Flat-packed pasta could be a sustainable solution for a carb favorite

Pasta packaging can be very wasteful. Flat-packed pasta that changes shape in boiling water could be the solution.

Pasta is taking shape (Source: Ars Technica)

There are a few major problems with pasta.

  1. It’s incredibly delicious and very difficult to portion control
  2. The many shapes and sizes it comes in leads to wasteful packaging

While it will be difficult to make pasta less delicious, scientists at Carnegie Mellon University (CMU) have developed a way to address the 2nd issue:

Flat-packed pasta that changes shape in boiling water

How? According to Ars Technica, cooking time is influenced by the shape of the pasta. In a sheet of pasta, areas that are stamped with grooves take longer to cook than otherwise flat areas.

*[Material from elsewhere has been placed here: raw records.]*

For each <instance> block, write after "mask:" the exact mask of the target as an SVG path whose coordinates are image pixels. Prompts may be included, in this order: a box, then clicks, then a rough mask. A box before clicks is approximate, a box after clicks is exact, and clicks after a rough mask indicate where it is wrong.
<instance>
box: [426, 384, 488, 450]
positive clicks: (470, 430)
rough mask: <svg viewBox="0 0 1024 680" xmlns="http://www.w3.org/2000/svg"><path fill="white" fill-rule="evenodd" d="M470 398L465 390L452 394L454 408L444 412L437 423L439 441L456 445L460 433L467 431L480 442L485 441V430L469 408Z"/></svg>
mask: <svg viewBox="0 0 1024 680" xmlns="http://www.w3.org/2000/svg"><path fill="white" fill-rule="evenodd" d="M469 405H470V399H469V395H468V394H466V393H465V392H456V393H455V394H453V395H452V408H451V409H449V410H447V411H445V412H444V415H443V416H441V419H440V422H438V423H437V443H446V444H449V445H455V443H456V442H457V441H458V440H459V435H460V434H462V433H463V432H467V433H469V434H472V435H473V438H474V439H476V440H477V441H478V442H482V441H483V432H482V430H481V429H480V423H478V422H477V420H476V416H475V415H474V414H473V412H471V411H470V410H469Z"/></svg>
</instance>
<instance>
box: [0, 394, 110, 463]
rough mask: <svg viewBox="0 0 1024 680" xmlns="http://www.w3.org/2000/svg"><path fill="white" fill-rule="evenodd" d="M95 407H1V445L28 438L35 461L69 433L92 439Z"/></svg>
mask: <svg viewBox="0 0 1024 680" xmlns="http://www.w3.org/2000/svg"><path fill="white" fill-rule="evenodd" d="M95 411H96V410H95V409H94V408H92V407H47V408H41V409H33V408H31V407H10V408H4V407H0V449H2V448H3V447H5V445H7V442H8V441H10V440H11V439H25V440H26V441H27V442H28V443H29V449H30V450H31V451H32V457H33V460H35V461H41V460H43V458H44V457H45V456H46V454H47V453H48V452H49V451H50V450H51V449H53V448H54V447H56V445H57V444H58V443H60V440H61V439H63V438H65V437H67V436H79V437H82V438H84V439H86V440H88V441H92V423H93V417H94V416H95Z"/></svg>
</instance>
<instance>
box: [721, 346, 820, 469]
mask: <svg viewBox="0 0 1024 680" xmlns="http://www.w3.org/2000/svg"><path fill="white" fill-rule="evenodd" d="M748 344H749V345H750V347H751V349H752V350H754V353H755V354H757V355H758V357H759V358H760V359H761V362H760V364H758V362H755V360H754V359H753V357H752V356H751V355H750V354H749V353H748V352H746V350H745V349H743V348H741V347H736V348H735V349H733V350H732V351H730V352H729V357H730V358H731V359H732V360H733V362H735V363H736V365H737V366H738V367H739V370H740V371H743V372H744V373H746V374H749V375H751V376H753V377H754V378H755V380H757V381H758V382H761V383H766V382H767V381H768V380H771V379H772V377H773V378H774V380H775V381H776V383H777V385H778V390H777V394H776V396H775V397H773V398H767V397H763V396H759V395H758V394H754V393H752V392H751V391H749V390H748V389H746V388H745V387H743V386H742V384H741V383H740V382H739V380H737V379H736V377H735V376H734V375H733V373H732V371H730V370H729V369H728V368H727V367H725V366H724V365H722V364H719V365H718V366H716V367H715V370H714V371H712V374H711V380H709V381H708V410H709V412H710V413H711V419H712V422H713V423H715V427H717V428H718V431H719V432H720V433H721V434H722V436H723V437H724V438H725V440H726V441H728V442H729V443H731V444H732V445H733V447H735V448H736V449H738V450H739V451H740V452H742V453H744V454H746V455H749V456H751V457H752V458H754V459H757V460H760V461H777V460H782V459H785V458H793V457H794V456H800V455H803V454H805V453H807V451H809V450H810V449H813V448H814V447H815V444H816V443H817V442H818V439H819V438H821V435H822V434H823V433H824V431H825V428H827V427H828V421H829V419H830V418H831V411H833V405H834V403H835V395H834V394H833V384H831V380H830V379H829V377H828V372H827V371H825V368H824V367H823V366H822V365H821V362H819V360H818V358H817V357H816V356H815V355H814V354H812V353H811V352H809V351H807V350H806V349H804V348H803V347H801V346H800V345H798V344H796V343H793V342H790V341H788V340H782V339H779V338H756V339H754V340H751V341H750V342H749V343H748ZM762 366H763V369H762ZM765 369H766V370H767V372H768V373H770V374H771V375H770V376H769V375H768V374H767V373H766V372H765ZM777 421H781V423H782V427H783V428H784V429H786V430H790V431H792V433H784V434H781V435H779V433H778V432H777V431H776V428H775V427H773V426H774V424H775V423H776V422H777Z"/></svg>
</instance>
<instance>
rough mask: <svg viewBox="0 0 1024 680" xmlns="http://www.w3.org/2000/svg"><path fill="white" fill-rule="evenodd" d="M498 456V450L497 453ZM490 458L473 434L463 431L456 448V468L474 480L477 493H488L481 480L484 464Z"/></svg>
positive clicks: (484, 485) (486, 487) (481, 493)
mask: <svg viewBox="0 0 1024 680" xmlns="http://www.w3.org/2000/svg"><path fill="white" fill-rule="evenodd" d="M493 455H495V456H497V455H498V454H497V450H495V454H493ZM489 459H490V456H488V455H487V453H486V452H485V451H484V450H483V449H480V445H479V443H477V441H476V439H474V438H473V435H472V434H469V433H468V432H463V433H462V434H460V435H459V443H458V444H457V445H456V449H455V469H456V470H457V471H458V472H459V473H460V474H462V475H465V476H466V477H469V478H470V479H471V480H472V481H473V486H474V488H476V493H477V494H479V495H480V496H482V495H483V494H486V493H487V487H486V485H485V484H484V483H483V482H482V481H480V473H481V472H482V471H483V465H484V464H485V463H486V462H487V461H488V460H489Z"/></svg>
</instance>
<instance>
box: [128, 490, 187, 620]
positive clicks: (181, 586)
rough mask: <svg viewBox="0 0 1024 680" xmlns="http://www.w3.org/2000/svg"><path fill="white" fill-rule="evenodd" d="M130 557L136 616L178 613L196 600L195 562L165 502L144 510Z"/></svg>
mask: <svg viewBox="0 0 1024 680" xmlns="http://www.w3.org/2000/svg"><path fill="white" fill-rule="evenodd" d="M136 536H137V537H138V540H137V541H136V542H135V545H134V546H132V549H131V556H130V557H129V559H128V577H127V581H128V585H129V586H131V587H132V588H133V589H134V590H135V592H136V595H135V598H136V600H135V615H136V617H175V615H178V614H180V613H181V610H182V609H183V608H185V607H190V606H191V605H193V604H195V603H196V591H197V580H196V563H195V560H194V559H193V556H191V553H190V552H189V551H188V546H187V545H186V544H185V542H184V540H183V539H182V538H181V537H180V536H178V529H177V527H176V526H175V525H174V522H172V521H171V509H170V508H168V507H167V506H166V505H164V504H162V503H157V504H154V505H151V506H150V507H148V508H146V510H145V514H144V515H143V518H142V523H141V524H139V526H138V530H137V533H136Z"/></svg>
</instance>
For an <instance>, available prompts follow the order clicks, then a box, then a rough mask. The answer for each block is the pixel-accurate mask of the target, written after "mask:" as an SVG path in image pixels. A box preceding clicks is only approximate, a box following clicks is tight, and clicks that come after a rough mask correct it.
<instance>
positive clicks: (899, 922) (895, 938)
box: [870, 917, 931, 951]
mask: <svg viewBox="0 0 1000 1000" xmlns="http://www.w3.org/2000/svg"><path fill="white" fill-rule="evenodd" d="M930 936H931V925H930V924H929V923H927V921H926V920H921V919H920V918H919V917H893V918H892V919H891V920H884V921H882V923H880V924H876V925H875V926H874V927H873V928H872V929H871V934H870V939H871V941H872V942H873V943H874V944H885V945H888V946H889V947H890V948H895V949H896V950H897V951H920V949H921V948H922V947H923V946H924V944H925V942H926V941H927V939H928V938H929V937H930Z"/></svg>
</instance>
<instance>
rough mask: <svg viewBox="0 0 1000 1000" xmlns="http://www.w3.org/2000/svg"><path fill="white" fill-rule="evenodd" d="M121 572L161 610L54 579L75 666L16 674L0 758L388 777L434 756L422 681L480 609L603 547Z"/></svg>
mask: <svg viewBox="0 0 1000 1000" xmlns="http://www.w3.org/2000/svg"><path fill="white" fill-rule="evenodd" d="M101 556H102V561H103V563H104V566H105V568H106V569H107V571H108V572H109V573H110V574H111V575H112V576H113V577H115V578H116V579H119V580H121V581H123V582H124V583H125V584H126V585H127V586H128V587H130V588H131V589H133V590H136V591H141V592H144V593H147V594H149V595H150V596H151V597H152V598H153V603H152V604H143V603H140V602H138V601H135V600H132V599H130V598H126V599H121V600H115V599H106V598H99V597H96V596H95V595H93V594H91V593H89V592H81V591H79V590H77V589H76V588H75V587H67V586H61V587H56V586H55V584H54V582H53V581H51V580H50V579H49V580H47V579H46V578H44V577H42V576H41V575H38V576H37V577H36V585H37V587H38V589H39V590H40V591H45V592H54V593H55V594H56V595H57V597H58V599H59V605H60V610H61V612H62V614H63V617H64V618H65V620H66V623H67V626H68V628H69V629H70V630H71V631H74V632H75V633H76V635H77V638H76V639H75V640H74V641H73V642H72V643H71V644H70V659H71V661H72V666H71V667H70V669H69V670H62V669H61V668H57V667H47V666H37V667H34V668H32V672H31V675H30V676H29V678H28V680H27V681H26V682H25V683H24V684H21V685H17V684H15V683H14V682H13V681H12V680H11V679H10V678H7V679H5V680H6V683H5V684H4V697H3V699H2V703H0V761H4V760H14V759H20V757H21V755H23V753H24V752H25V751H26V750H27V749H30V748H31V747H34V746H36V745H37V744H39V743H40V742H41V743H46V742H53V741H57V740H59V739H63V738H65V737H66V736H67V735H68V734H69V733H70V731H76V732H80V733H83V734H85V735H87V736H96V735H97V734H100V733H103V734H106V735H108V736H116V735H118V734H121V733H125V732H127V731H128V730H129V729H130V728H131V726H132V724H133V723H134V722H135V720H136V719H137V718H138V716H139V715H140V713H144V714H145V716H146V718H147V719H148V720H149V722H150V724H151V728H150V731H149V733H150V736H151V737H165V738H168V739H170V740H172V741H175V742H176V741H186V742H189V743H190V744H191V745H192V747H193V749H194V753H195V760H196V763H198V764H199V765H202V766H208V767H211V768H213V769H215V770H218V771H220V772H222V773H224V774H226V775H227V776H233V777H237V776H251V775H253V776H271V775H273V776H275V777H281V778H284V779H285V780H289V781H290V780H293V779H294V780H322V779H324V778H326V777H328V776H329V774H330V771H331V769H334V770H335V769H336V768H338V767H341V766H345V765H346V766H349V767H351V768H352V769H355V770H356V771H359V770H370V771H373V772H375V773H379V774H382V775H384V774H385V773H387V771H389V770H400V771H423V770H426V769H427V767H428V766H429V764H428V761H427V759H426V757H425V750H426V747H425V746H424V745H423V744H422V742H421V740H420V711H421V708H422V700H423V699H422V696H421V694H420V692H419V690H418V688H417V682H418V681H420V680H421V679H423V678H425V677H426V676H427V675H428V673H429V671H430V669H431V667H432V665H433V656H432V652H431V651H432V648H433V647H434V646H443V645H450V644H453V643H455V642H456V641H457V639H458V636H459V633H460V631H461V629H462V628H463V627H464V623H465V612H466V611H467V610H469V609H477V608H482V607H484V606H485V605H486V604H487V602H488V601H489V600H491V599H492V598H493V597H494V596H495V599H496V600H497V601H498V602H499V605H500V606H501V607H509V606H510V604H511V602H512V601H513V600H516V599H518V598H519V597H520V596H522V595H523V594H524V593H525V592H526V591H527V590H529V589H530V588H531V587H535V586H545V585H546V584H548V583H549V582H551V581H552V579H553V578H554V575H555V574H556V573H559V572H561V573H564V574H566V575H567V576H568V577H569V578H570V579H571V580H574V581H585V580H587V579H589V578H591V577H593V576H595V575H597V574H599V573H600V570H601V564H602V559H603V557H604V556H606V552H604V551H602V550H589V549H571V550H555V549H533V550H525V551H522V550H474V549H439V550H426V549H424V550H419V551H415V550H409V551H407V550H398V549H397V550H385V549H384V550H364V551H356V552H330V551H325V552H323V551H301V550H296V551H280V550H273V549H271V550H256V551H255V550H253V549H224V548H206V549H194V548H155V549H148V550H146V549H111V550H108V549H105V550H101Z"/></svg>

Based on this principle, the CMU researchers are able to create different shapes (e.g., cones, spirals) from flat sheets of pasta based on groove placement.

A perfectly packed box of macaroni…

… is still 67% air by volume, according to Ars Technica. With so many varied pasta shapes and sizes, the entire industry deals with wasteful packaging.

Inspired by the flat-packed design from the furniture industry — as popularized by Ikea — the CMU scientists hope to bring a more sustainable form of packaging, storage, and transportation to pasta.

We’re all for it, especially if you can make it just as delicious.